Гор окунает палец в пепел от чилома, мажет лоб сначала себе, потом Але. Садху кладут пепел на язык, как бы причащаясь Шивы…
– Почему бы тебе не развестись с ним?
– И что дальше? Выйти за тебя?
– Ну да.
– Насмешил! – скривилась Тамара, отдыхая после жарких любовных объятий.
– Значит, я гожусь только для секса?
– Не начинай! – разозлилась она. – Хочешь испортить мне настроение?
Антон Рябов, с которым Тамара изменяла мужу, работал менеджером в той же рекламной фирме, что и она. Молодой, спортивный, без вредных привычек. Они оба вели здоровый образ жизни, посещали один и тот же фитнес-клуб и сошлись на почве общих интересов.
– Ты все еще любишь его?
– Пф-фф-ф…
– Почему же тогда продолжаешь жить с ним?
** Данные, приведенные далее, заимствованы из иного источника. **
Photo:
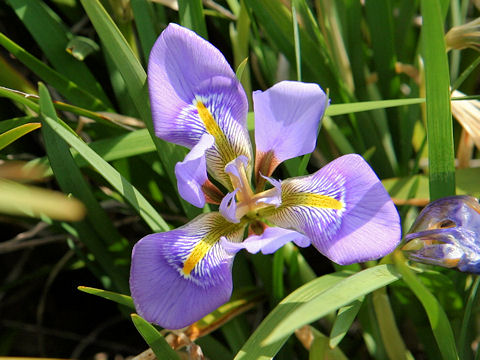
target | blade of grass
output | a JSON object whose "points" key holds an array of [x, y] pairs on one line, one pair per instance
{"points": [[66, 87], [343, 321], [439, 118], [138, 202], [145, 26], [342, 109], [253, 348], [109, 295], [52, 37], [296, 41], [394, 345], [132, 195], [18, 199], [192, 16], [436, 315], [333, 298], [10, 136], [380, 21], [154, 339], [467, 317], [464, 75], [71, 180], [110, 149], [136, 78]]}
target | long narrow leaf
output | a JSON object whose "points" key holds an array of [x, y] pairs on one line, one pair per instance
{"points": [[254, 347], [136, 78], [333, 298], [138, 202], [439, 118], [10, 136], [65, 86], [436, 315], [154, 339], [71, 180], [52, 37]]}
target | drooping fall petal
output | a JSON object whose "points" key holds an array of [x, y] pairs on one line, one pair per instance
{"points": [[191, 173], [343, 208], [272, 239], [179, 276], [194, 91], [287, 117]]}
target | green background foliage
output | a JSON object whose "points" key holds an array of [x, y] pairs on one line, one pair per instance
{"points": [[75, 119]]}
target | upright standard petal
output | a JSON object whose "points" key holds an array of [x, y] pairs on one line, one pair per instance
{"points": [[194, 91], [343, 208], [191, 173], [287, 117], [179, 276]]}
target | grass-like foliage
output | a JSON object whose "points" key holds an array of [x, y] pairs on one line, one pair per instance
{"points": [[83, 176]]}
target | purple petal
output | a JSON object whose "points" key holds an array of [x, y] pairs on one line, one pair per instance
{"points": [[179, 276], [191, 173], [194, 91], [228, 207], [272, 239], [344, 209], [287, 117]]}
– А где мне жить? Это, между прочим, его квартира. Мы в прошлом году ремонт сделали, новую мебель купили.
– Переезжай ко мне.
– В Мытищи? Ютиться в старой двушке вместе с твоей мамой? Нет уж, уволь!
– Будем снимать квартиру… – тоскливо вздохнул Антон.
– На какие шиши?
– Тебе не угодишь.
– А ты не старайся. Зачем я тебе нужна? У меня скверный характер, я плохая хозяйка, зато люблю хорошо одеваться и трачу на тряпки кучу бабла.
– Намекаешь, что я зарабатываю меньше твоего Шестакова?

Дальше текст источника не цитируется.